Truly effective reintegration programs should be coupled with community-wide interventions designed to improve neighborhood economies, encourage maintenance of treatment services and develop prosocial support networks (Huebner et al., 2007).
The important aspect of any reintegration, suppression or restorative justice program is the ability to address the needs of individuals on an ongoing basis as they transition from their prison community and re-enter society. Being able to identify and address behavioral and high-risk behaviors before they reach the tipping point is even better. However, until we as a society are willing to invest ourselves in understanding that the road to effective deterrence and offending desistance is a long-term proposition, we will continue to provide shallow programs and hollow promises.
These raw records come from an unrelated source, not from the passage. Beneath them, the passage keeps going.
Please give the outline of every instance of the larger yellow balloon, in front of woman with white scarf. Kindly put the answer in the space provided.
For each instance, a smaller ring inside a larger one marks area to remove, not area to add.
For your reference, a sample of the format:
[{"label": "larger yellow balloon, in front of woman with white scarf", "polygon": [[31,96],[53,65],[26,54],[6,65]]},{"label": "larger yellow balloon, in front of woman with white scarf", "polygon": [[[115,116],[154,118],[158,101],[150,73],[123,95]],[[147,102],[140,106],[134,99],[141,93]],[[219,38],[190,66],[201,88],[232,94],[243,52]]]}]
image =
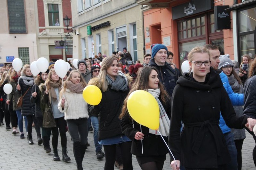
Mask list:
[{"label": "larger yellow balloon, in front of woman with white scarf", "polygon": [[150,129],[159,128],[159,106],[155,97],[144,90],[136,90],[127,100],[127,109],[132,119]]}]

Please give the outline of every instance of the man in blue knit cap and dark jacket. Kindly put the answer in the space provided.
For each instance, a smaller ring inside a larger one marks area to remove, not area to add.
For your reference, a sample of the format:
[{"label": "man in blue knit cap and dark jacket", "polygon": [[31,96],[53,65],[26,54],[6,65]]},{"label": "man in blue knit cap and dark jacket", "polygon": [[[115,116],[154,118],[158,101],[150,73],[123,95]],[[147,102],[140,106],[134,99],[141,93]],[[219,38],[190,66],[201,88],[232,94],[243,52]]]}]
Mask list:
[{"label": "man in blue knit cap and dark jacket", "polygon": [[165,90],[170,97],[178,80],[178,74],[169,63],[166,62],[168,49],[163,44],[153,44],[151,46],[151,59],[148,66],[156,67],[158,79],[165,86]]}]

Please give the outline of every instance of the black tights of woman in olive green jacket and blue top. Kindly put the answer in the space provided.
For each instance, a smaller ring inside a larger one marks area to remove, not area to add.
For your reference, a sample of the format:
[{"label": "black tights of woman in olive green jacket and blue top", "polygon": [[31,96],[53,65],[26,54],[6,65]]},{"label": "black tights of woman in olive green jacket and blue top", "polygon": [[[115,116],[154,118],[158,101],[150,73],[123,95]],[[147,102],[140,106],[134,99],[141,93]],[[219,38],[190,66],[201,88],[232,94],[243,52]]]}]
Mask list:
[{"label": "black tights of woman in olive green jacket and blue top", "polygon": [[56,127],[52,128],[53,137],[52,137],[52,145],[53,149],[58,148],[58,137],[60,134],[60,143],[61,147],[67,147],[67,136],[66,136],[66,121],[64,116],[61,118],[54,119],[56,122]]}]

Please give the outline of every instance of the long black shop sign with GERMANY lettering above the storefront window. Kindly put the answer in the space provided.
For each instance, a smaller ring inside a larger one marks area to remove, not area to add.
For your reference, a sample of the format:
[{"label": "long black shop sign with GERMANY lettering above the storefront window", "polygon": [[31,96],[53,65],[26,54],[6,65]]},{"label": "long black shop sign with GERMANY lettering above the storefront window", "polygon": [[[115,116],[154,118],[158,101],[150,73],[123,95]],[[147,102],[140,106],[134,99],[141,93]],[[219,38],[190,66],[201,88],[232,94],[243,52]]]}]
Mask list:
[{"label": "long black shop sign with GERMANY lettering above the storefront window", "polygon": [[172,7],[172,19],[179,19],[213,9],[214,0],[191,0]]}]

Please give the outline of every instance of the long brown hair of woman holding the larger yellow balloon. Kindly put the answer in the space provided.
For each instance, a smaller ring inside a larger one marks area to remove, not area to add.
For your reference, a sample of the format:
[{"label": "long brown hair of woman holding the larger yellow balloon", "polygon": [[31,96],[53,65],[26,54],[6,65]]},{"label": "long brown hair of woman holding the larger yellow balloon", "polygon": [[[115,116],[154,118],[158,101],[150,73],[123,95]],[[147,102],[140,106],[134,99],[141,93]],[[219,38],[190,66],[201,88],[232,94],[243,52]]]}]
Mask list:
[{"label": "long brown hair of woman holding the larger yellow balloon", "polygon": [[[120,119],[122,119],[128,113],[127,101],[128,101],[129,95],[132,92],[136,91],[136,90],[145,90],[145,91],[147,91],[149,76],[150,76],[150,74],[153,70],[155,70],[158,73],[157,69],[155,67],[152,67],[152,66],[143,67],[141,69],[140,73],[138,74],[137,79],[135,80],[134,84],[131,87],[131,90],[130,90],[129,94],[127,95],[127,97],[124,100],[123,109],[122,109],[122,112],[119,116]],[[160,81],[158,83],[158,87],[160,89],[159,97],[161,98],[163,103],[166,103],[167,99],[169,98],[169,95],[168,95],[167,91],[165,90],[163,84]]]}]

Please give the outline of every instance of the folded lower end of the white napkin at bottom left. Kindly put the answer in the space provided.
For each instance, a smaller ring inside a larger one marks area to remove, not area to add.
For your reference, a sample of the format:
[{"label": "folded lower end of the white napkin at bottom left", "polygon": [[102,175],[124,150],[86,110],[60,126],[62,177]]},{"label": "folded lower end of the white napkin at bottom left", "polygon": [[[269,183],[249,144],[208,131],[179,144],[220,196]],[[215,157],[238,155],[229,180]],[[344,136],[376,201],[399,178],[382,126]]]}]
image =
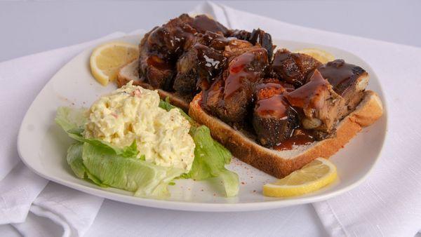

Huebner, B. M., Varano, S. P., & Bynum, T. S. (2007, April, 27). Gangs, guns, and drugs: recidivism among serious, young offenders. American Society of Criminology, 6(2), 187-222.
Koffman, S., Ray, A., Berg, S., Covington, L., Albarran, N. M., & Vasquez, M. (2009). Impact of a comprehensive whole child intervention and prevention program among youths at risk of gang involvement and other forms of delinquency. National Association of Social Workers, 239-245.
Linden, R. (2010). Comprehensive approaches to address street gangs in Canada [Policy Brief 014]. Manitoba, Canada: Her Majesty the Queen in Right of Canada.